The vampire paused for a moment on the threshold, catching sight of Biffy’s sleeping form. He made a slight gesture with one hand. “May I?”

Professor Lyall nodded. The question was a veiled insult, reminding them both of what had been taken from the vampire unjustly. That he must now ask to look upon what had once been his. Lyall let him get away with it. Currently the vampire held all the cards, but Professor Lyall was reasonably convinced that if he just gave Lord Akeldama enough cravat material, he might be able to fashion it into a bow pleasing enough for all parties. Of course, the vampire might also turn it into a noose; it depended entirely on the outcome of this conversation.

Professor Lyall knew that vampires had a limited sense of smell and no clear method of sensing right away that Biffy was now a werewolf. But Lord Akeldama seemed to realize it, anyway. He did not try to touch the young man.

“That is quite the quantity of facial hair. I didn’t know he had it in him. I suppose that fuzzy is more appropriate given the current situation.” Lord Akeldama raised one long, slim white hand to the base of his own throat, pinching at the skin there. He closed his eyes for a moment before opening them and looking down on his former drone once more. “He looks so young when he is sleeping. I have always thought so.” He swallowed audibly. Then he turned and came back to stand in front of Lyall.

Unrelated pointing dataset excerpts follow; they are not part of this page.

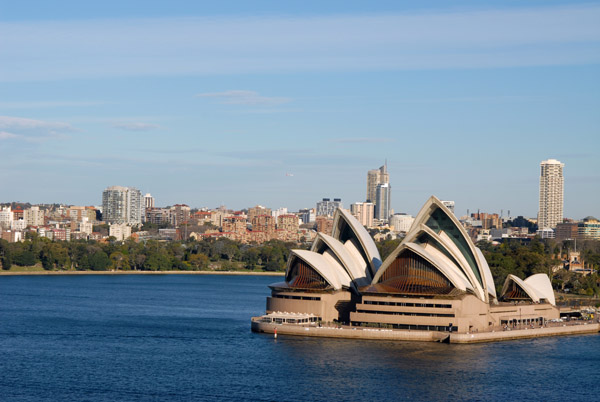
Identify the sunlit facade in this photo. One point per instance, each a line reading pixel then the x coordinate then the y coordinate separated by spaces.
pixel 435 280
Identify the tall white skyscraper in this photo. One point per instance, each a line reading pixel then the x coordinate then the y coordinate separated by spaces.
pixel 374 178
pixel 122 205
pixel 551 194
pixel 148 201
pixel 382 201
pixel 328 207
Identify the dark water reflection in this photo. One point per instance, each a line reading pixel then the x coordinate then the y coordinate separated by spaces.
pixel 188 338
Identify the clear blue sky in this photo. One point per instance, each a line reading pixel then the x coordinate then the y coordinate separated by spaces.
pixel 281 103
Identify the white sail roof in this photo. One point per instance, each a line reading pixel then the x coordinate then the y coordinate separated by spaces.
pixel 542 286
pixel 365 242
pixel 326 266
pixel 537 287
pixel 455 254
pixel 353 263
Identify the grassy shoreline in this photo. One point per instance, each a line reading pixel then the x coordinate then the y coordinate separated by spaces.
pixel 240 273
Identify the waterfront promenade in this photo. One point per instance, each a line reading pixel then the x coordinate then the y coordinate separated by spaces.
pixel 494 335
pixel 242 273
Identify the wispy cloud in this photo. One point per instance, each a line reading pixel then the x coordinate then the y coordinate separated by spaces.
pixel 136 126
pixel 546 35
pixel 243 97
pixel 32 130
pixel 361 140
pixel 47 104
pixel 4 135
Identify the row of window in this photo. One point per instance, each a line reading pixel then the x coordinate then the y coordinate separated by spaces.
pixel 404 313
pixel 277 296
pixel 440 328
pixel 402 304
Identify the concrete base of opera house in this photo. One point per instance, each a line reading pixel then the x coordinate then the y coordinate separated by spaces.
pixel 347 332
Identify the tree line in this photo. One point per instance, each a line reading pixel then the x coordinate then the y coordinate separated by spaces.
pixel 510 257
pixel 151 255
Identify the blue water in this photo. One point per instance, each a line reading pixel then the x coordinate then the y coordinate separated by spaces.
pixel 179 337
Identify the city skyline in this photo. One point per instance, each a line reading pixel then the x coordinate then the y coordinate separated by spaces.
pixel 263 113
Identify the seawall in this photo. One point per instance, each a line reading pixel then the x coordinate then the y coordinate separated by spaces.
pixel 423 336
pixel 576 329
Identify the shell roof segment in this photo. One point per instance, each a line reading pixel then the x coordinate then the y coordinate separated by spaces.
pixel 354 265
pixel 537 287
pixel 347 228
pixel 324 265
pixel 436 228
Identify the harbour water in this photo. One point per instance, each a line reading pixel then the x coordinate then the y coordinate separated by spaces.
pixel 187 337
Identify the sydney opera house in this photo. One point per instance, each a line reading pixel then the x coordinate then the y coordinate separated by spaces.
pixel 435 280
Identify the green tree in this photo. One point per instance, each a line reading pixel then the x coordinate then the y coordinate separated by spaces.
pixel 99 261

“You have been riding, my lord?”

Lord Akeldama looked down at his clothing and winced. “Necessity sometimes demands a sacrifice, young Randolph. Can I call you Randy? Or would you prefer, Dolphy? Dolly, perhaps?” Professor Lyall flinched noticeably. “Anyway, as I was saying, Dolly, I cannot abide riding—the horses are never happy to seat a vampire, and it plays havoc with one’s hair. The only thing more vulgar is an open carriage.”

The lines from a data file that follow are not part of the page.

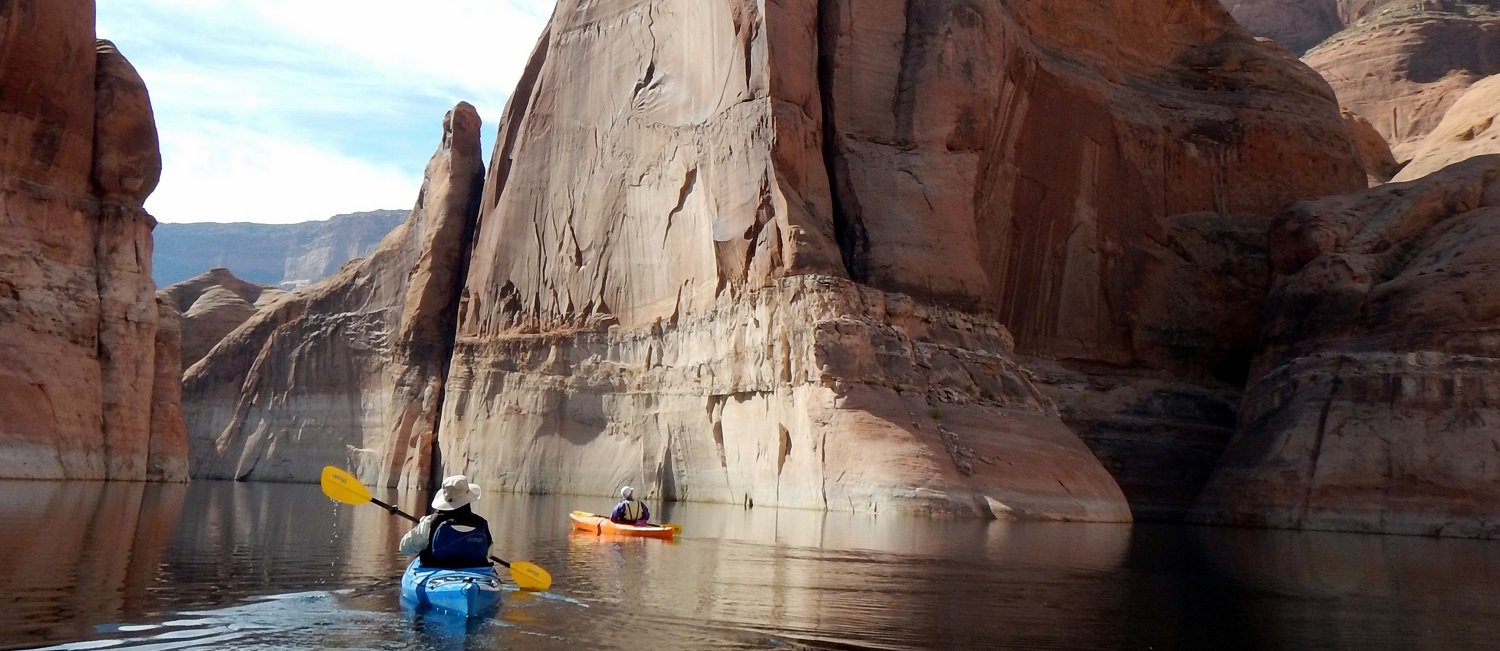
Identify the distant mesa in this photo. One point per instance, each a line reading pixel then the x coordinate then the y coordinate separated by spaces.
pixel 212 305
pixel 284 255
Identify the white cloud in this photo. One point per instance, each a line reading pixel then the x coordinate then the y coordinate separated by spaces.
pixel 234 174
pixel 293 110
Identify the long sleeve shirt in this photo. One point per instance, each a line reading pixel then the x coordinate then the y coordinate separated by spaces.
pixel 630 510
pixel 416 540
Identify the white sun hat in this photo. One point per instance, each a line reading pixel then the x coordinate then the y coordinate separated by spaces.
pixel 456 491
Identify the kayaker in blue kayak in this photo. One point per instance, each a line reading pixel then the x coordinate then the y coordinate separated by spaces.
pixel 630 510
pixel 453 536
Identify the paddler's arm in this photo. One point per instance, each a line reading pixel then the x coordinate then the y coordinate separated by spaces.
pixel 416 540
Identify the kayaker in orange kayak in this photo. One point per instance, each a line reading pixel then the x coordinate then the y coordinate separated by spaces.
pixel 630 510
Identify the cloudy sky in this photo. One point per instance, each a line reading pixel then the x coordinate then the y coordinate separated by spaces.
pixel 296 110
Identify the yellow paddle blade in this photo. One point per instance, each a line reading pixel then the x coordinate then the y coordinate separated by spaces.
pixel 530 576
pixel 342 486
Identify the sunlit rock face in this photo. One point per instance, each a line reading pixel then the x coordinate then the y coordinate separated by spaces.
pixel 1403 66
pixel 1470 128
pixel 212 305
pixel 78 318
pixel 348 371
pixel 1301 24
pixel 1374 402
pixel 687 258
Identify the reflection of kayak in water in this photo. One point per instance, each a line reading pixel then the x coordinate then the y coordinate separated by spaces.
pixel 468 591
pixel 584 521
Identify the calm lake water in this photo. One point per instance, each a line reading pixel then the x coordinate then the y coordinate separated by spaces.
pixel 260 566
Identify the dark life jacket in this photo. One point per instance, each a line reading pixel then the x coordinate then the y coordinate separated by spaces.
pixel 458 539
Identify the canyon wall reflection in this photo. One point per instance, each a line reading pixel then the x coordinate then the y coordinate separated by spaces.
pixel 81 548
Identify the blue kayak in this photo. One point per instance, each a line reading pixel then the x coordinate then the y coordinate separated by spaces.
pixel 468 591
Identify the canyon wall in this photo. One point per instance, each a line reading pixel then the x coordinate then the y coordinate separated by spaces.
pixel 348 372
pixel 1301 24
pixel 81 335
pixel 1403 66
pixel 1374 404
pixel 212 305
pixel 686 267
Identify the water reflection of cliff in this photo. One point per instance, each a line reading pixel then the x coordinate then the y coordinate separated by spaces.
pixel 834 578
pixel 1346 585
pixel 99 552
pixel 81 548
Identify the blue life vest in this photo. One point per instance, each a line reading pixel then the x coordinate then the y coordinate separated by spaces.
pixel 458 543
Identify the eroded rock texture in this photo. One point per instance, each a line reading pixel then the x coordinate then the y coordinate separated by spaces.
pixel 1374 405
pixel 1467 129
pixel 80 342
pixel 350 371
pixel 660 290
pixel 1404 65
pixel 212 305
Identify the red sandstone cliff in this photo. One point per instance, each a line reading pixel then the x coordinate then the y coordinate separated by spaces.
pixel 776 252
pixel 1374 402
pixel 1404 65
pixel 81 335
pixel 348 371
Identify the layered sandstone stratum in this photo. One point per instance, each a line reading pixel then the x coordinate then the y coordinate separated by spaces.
pixel 1004 260
pixel 1374 404
pixel 350 371
pixel 212 305
pixel 1404 65
pixel 87 356
pixel 776 254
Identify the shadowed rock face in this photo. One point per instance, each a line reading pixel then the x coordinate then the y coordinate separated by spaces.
pixel 1373 405
pixel 80 390
pixel 660 287
pixel 350 371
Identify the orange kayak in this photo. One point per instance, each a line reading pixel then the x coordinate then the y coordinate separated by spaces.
pixel 593 522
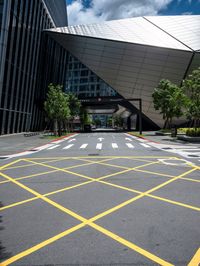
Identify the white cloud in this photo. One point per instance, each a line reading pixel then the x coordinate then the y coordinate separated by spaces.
pixel 101 10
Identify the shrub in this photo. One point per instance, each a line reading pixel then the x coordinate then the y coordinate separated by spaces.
pixel 192 132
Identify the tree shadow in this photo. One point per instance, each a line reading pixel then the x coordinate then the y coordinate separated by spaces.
pixel 3 253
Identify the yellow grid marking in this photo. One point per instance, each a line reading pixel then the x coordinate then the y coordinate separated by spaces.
pixel 85 222
pixel 195 261
pixel 48 172
pixel 110 184
pixel 8 164
pixel 27 165
pixel 90 221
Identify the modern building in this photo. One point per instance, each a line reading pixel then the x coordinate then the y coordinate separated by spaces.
pixel 81 81
pixel 29 60
pixel 132 55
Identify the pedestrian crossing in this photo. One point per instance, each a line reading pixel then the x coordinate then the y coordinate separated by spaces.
pixel 97 146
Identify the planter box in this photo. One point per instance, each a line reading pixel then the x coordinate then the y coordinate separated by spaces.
pixel 188 138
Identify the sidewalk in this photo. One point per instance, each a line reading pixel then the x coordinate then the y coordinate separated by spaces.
pixel 150 135
pixel 15 143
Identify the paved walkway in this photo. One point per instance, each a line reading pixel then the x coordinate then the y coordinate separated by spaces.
pixel 15 143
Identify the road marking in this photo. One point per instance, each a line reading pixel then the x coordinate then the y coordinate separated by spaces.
pixel 145 145
pixel 195 261
pixel 84 146
pixel 71 140
pixel 128 139
pixel 84 221
pixel 130 145
pixel 99 146
pixel 114 145
pixel 68 147
pixel 53 147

Professor Lyall decided on a more direct approach. “Where have you been this past week, my lord?”

Lord Akeldama looked once more down at himself. “Chasing ghosts while pursued by daemons, as it were, Dolly darling. I am convinced you must be aware of how it goes.”

Professor Lyall decided on a push, just to see if he might elicit a more genuine reaction. “How could you disappear like that, just when Lady Maccon needed you most?”

Lord Akeldama’s lip curled slightly, and then he gave a humorless little laugh. “Interesting query, coming from Lord Maccon’s Beta. You will forgive me if I am inclined to see it as my right to ask the questions under such circumstances.” He gestured with his head in Biffy’s direction, just a little jerk of controlled displeasure.

Lord Akeldama was a man who hid his real feelings, not with an absence of emotions but with an excess of false ones. However, Professor Lyall was pretty certain that there, lurking under the clipped civility, was real, deeply rooted, and undeniably justified anger.

Lord Akeldama took a seat, lounging back into it, for all the world as relaxed and untroubled as a man at his club. “So, I take it, Lord Maccon has gone after my dear Alexia?”

Lyall nodded.

“Then he knows?”

“That she is in grave danger and the potentate responsible? Yes.”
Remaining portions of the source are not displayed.